IronRoot & Lunessa
IronRoot IronRoot
I was out in the woods last autumn, watching the birches stand in perfect rows, and it felt like a map made of rings—almost like the diagrams you draw on your sleeves. Do you ever find that the growth rings echo the patterns in your dreams?
Lunessa Lunessa
Do the rings whisper back to you, or do you read them as dreams waiting to be decoded?
IronRoot IronRoot
They whisper, but only if you listen with the same patience a sapling needs to grow. I read them like a weather forecast—slow, steady, and a little bit of mystery in every notch. Dreams are just another language the trees speak, if you dare to look past the bark.
Lunessa Lunessa
So you’re listening to the tree’s pulse—do you hear the rhythm before the next notch falls?
IronRoot IronRoot
I hear the pulse as a slow drum in the bark, and after months of watching the rings I can usually guess when the next notch is coming—though I still wait for the tree to finish its own timing.
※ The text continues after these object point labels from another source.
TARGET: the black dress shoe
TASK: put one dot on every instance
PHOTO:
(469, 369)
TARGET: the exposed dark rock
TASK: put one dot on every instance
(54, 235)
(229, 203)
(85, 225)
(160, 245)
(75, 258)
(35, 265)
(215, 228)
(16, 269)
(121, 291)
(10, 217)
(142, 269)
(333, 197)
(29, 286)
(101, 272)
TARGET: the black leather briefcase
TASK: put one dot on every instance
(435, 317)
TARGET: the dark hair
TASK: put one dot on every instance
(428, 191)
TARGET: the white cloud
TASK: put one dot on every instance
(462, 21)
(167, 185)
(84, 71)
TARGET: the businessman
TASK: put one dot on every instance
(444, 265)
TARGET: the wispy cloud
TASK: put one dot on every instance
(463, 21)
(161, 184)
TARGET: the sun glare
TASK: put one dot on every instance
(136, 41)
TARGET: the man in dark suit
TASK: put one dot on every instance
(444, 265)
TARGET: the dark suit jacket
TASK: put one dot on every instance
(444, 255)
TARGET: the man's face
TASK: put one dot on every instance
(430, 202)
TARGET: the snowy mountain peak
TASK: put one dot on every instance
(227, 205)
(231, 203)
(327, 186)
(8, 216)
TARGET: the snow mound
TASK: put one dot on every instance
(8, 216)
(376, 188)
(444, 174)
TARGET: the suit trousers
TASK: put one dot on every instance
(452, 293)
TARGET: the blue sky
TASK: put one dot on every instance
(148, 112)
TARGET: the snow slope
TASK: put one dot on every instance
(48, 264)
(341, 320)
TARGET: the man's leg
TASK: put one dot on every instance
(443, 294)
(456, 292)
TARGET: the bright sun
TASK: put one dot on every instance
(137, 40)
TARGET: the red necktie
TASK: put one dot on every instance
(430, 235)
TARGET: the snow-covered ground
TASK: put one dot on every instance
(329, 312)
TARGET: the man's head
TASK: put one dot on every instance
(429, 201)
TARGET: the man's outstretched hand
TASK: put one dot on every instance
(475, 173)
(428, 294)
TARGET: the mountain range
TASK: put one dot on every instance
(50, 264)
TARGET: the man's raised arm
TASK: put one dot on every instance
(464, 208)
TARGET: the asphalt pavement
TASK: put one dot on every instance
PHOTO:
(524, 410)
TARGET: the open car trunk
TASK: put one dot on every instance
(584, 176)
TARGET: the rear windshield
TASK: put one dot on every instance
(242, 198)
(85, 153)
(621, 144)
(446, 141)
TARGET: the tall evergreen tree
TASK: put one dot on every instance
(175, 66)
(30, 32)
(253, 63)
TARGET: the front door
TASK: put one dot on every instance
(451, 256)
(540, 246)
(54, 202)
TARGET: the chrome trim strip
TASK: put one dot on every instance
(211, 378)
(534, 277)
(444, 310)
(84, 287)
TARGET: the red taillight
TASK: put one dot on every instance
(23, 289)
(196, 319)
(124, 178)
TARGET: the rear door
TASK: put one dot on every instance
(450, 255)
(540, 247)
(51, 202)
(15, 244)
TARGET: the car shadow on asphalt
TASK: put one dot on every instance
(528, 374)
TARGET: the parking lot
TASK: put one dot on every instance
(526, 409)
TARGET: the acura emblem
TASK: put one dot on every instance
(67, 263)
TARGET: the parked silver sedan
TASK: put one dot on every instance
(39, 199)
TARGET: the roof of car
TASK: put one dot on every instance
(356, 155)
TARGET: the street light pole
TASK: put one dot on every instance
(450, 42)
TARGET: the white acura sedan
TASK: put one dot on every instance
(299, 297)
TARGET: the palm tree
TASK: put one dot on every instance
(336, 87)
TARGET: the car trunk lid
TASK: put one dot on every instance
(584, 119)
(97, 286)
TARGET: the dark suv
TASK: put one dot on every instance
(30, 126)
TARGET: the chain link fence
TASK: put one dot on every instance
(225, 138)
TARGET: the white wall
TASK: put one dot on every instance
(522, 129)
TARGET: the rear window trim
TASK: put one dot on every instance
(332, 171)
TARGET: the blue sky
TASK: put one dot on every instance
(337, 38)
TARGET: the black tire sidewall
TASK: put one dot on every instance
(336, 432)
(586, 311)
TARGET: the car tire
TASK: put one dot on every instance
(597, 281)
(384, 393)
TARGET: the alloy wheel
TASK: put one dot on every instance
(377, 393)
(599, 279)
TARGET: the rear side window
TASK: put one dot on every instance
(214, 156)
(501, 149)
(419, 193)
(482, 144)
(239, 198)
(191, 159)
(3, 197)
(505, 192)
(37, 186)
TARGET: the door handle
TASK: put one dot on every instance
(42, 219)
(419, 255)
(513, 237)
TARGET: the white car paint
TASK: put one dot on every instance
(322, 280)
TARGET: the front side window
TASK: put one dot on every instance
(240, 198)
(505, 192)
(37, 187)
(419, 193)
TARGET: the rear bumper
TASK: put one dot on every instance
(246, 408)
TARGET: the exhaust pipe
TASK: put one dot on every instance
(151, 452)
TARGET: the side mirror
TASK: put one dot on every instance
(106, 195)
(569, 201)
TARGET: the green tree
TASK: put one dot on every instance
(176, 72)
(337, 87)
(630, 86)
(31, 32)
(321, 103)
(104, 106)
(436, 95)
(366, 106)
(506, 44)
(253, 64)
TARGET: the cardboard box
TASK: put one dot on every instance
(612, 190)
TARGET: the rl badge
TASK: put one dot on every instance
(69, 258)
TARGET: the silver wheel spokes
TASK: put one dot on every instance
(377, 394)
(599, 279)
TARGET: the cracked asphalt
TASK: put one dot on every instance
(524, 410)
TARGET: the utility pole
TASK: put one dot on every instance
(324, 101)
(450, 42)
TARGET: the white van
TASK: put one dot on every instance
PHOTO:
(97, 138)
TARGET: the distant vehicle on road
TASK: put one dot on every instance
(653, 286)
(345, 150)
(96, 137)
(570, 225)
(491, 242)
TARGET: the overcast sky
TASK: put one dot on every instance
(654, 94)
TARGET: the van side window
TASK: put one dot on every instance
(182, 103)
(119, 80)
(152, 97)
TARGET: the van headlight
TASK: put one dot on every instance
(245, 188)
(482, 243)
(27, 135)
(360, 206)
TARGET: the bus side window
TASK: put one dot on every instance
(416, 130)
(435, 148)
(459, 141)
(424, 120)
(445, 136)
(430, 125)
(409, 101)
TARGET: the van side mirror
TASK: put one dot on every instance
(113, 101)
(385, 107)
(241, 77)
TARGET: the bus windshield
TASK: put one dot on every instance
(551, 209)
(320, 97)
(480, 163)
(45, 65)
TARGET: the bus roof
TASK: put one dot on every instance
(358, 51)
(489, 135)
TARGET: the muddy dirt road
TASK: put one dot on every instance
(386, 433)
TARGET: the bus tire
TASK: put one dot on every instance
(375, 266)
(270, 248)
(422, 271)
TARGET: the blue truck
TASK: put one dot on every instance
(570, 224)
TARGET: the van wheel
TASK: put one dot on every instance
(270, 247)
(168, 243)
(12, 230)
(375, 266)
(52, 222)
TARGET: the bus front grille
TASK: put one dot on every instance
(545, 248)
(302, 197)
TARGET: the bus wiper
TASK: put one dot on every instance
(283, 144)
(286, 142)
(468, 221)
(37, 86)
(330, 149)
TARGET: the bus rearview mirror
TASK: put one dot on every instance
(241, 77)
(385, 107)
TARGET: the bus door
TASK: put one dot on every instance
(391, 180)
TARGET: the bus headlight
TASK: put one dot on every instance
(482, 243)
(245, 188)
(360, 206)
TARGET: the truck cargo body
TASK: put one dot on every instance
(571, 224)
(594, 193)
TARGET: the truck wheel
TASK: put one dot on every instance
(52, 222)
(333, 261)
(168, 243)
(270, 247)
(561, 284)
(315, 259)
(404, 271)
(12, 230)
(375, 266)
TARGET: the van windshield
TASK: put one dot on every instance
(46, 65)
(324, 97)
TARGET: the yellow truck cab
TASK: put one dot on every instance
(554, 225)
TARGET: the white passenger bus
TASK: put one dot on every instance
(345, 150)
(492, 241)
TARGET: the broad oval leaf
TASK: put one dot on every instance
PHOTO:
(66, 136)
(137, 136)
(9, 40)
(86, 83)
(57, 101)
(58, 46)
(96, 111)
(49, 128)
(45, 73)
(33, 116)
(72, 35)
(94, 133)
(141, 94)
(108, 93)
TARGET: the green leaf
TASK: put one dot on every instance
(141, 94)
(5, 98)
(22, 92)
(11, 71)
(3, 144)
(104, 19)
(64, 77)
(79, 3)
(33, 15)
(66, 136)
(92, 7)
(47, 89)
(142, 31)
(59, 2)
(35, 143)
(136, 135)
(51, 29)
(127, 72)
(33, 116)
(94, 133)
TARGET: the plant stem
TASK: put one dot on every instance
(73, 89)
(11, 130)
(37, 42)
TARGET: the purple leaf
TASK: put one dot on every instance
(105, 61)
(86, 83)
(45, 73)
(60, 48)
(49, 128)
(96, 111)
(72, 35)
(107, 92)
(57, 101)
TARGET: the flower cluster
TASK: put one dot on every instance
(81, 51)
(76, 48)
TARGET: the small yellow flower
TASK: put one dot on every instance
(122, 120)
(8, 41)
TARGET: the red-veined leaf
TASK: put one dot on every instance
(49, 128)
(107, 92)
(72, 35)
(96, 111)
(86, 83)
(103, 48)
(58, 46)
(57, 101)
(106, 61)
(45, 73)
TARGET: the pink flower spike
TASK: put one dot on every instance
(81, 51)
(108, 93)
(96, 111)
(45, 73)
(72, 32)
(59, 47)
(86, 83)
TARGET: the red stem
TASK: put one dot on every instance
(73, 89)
It's not a race, more like a patient conversation between wood and wind.
Lunessa Lunessa
It sounds like the bark is your metronome—does the wind’s hum ever feel like a missing beat in your own dream‑drum?
IronRoot IronRoot
Sometimes the wind’s hum feels like a missing beat, but that’s just the forest’s way of reminding me that even a steady drum can skip a note. I just let the rhythm settle, then start counting again.
Lunessa Lunessa
If a beat is missing, does that mean the forest is asking you to write your own note? What song would you play when the wind forgets a step?
IronRoot IronRoot
When a beat drops, I think the forest is nudging me to add a little something—maybe a rustle of leaves or a thud of a falling branch. I’d play a quiet lullaby of roots, a slow march of saplings reaching for the sky. It’s a tune that keeps growing even when the wind forgets a step.
Lunessa Lunessa
So you’re filling the gaps with your own lullaby—do the roots ever reply with a rustle of their own?
IronRoot IronRoot
The roots do answer, but only in the quiet shift of the earth. It's a slow rustle of soil turning, a sigh when the ground compacts or when a seedling nudges a neighbour. It’s not a drumbeat—more like a secret handshake between roots that I can hear if I pause long enough.